As a result, as shown in Table 1 below, the compound of the example had a better inhibitory activity against SARS-CoV-2 virus 3CLpro, which was superior to that of the positive control S-217622.
Figure 85541DEST_PATH_IMAGE032
Example 24: cytotoxicity and anti-SARS-CoV-2 virus infection efficacy test experiment
Vero E6 cytotoxicity test: the CCK8 method is used for detecting cytotoxicity of the compound to be detected in Vero E6 cells of mammals. Vero E6 cells were added to 96-well plates and cultured overnight. The cells were then incubated 48 h with different concentrations of the test compound. The medium in the well plate was removed, replaced with fresh serum-free medium, 10% CCK8 reagent was added, and then incubated at 37 ℃ for 1h, followed by detection of absorbance at 450 nm using an enzyme-labeled instrument.

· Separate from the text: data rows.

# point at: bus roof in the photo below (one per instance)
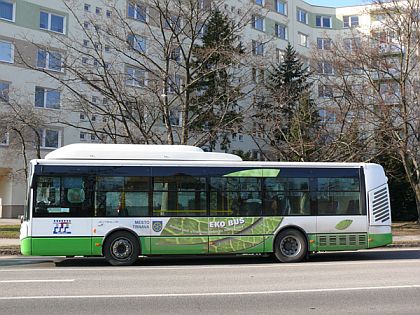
(96, 151)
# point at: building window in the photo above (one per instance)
(303, 39)
(258, 22)
(136, 77)
(137, 11)
(49, 60)
(323, 21)
(350, 21)
(327, 116)
(47, 98)
(6, 52)
(175, 84)
(7, 10)
(350, 44)
(138, 43)
(176, 54)
(257, 48)
(280, 55)
(50, 139)
(302, 16)
(325, 91)
(258, 75)
(4, 91)
(4, 139)
(323, 43)
(175, 118)
(281, 7)
(281, 31)
(325, 68)
(52, 22)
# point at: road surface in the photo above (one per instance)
(366, 282)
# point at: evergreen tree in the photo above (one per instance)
(288, 82)
(214, 107)
(291, 114)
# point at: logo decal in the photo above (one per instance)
(157, 226)
(62, 227)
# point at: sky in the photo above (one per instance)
(337, 3)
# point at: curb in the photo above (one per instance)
(15, 250)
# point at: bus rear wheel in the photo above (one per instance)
(290, 246)
(121, 249)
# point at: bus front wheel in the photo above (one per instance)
(121, 249)
(290, 246)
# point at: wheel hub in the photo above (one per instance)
(290, 246)
(121, 249)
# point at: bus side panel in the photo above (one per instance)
(61, 246)
(62, 236)
(26, 246)
(236, 244)
(179, 235)
(341, 232)
(179, 245)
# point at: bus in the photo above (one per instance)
(122, 201)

Screening compounds with no cytotoxicity or less cytotoxicity for testing antiviral infection, the specific operation comprises the following steps:
(1) inoculating cells: taking Vero-E6 cells in logarithmic growth phase, sucking out the culture solution, and digesting the cells with pancreatin, wherein the cell count is as follows: 1X 106/mL; taking the above cell 4 mL, adding culture medium 6 mL, preparing into cell suspension with cell density of 4×105/mL, inoculating into 96-well plate, 100 μl/well, and 4×10/well cell 4 And each. (2) Drug pretreatment cells: the cell culture medium was replaced with DMEM medium containing 2% FBS, and 100 μl of the corresponding concentration of drug and DMSO was added to each well, followed by pretreatment in a 37 ℃ incubator of 1h. (3) Viral infection: taking virus 0.3 and mL, adding 45-mL culture medium, uniformly mixing, and diluting the virus to 100TCID 50/0.05mL; discarding the medicine culture medium vertical hanging drop virus diluent in the cell plate, adding 50 μl/hole of sample volume, adding corresponding medicine culture medium (containing medicine with corresponding concentration), adding 50 μl/hole of sample volume, and mixing; (4) incubation: the cell culture plates with the added samples are evenly mixed on a shaker and placed in a 37 ℃ incubator for incubation for 1h. After the incubation, the virus-serum mixture inoculated with cells was aspirated, the drug and the control DMSO at the corresponding concentrations were added, and the sample volume was 100. Mu.l/well (100 TCID 50/well) and placed in CO at 37 ℃ 2 Culturing 48 h in an incubator; (5) collecting supernatant to detect virusRNA was subjected to immunofluorescent staining analysis by 4% paraformaldehyde fixation staining.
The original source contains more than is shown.